11/11/2025 0 Kommentare
Mit Paul auf Bibelreise... im Paul-Gerhardt-Kindergarten
Mit Paul auf Bibelreise... im Paul-Gerhardt-Kindergarten
# Neuigkeiten

Mit Paul auf Bibelreise... im Paul-Gerhardt-Kindergarten
„Auf seine Liebe kannst du baun, kannst du vertrauen“
Ein Haus zu bauen ist gar nicht so einfach. Man muss viel überlegen und bedenken. Angefangen beim Fundament. Das ist das Wichtigste, damit das Haus bei Wind und Wetter einen festen Stand hat und nicht so schnell weggepustet oder unterspühlt werden kann. Das durften wir die letzten drei Woche beim Reisen in die Bibel erfahren.
Denn dieses Beispiel bringt Jesus in einem Gleichnis in der Bergpredigt an. Er sagt wer sein Wort als Fundament in seinem Leben hat, das Wort hört und auch danach handelt ist wie ein Mensch, der sein Haus auf einen festen Untergrund baut. Die Lebensstürme können einen dann nicht so heftig treffen, wie wenn man sein Haus auf Sand gebaut hat. Wer das Wort Gottes aber hört und denkt, dass es einen nichts angeht, der ist wie ein Mensch der ohne Fundament auf Sand baut.
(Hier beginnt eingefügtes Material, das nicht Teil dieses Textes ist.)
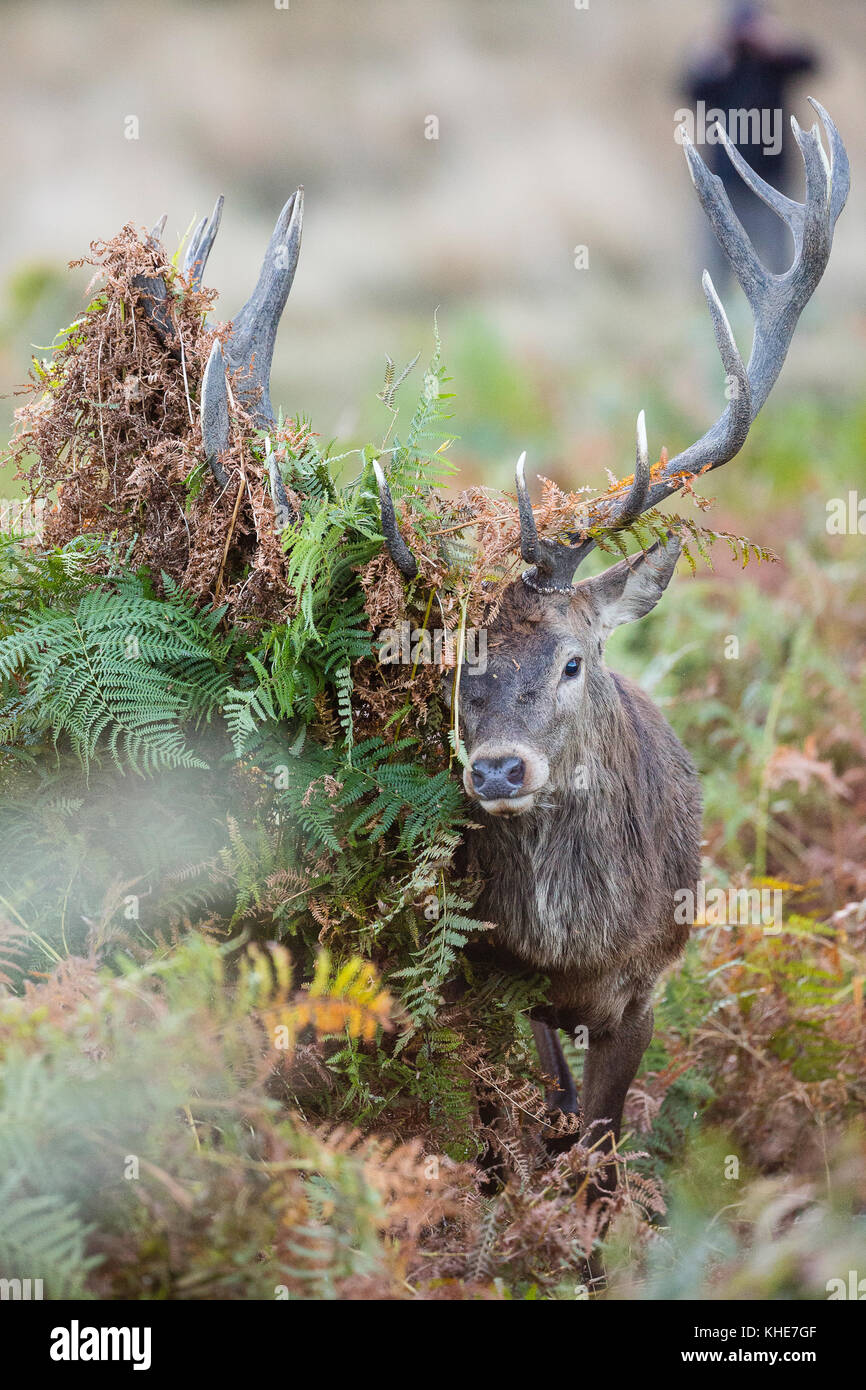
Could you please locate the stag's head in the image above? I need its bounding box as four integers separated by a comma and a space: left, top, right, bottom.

Wir haben es mit den Kindern ganz praktisch ausprobiert und Häuser auf Sand gebaut und Wasser ins Spiel gebracht. Alle Häuser sind schnell umgefallen oder eingestürzt, weil sie unterspühlt wurden. Auf Steinboden passiert das tatsächlich nicht.
Außerdem haben wir mit den Kindern "Traumhäuser" gezeichnet und aus leeren Milchtüten Häuser gebastelt.
In der Woche vom 21.03.-25.03.2022 fand eine medienpädagogische Aktionswoche statt und wir bekamen Besuch von Fanny Kranz (kunst- und Medienpädagogin), welche mit den Kindern die Verknüpfung vom Bauen/Konstruieren zum digitalen Arbeiten und darstellen, vorstellte und übte.
Hierbei ging es am Montag, um Längen und was man aus einem Zollstock alles Formen kann. Am Dienstag wurden zuerst Baupläne von eigenen Häusern gemalt und diese dann mit Kreppband an der Wand in groß geklebt. Die Details der Häuser wie Fenster, Türen, Dächer waren sehr wichtig und die Kinder haben sich über einen sehr langen Zeitraum damit beschäftigt. Vom Kleben an die Wand gibt es einen kleinen Dokumentarfilm, den die Kinder sich im Anschluss ans aktive Tun angeschaut haben.
Mittwochs ging es wieder um Häuser, jedoch diesmal um die 3-Dimensionalität. Aus Zahnstochern und Kichererbsen wurden die Häuser gebaut. Hier war schon einiges an Fingerspitzengefühl und Geduld gefragt. Ein Polaroid-Foto als Erinnerung rundeten diese Einheit ab.
Am Donnerstag brachte Fanny Kappla-Steine mit. Das sind Holzsteine ähnlich Parkettstäbchen mit denen man wunderbar bauen kann. Der Entstehungsprozess und auch das Umfallen der Türme, welche an diesem Tag Thema waren, wurde gefilmt. Entdeckt wurde hier die Funktion der Slowmotion und des Zeitraffers.
Zum Abschluss der Projektwoche wurde überlegt um was im letzten Film gehen soll. Aus verschiedenen Dreiecken legten die Kinder gemeinsam ihr „Haus“. Es wurde ein magisches schwebendes Haus. Die Entstehung und Bewegung des „magischen Hauses“ wurde dann in einem Animationsfilm dokumentiert. Es war in dieser Woche toll zu sehen, wie das Tablet als „Arbeitsgerät“ schon von den Kindergartenkindern genutzt werden kann und nicht nur als „Spielgerät“. Dies zu erkennen war für die Kinder (und auch Fachkräfte) super und wir sind uns sicher, dass wir hiermit auch in Zukunft immer wieder ergänzend arbeiten können.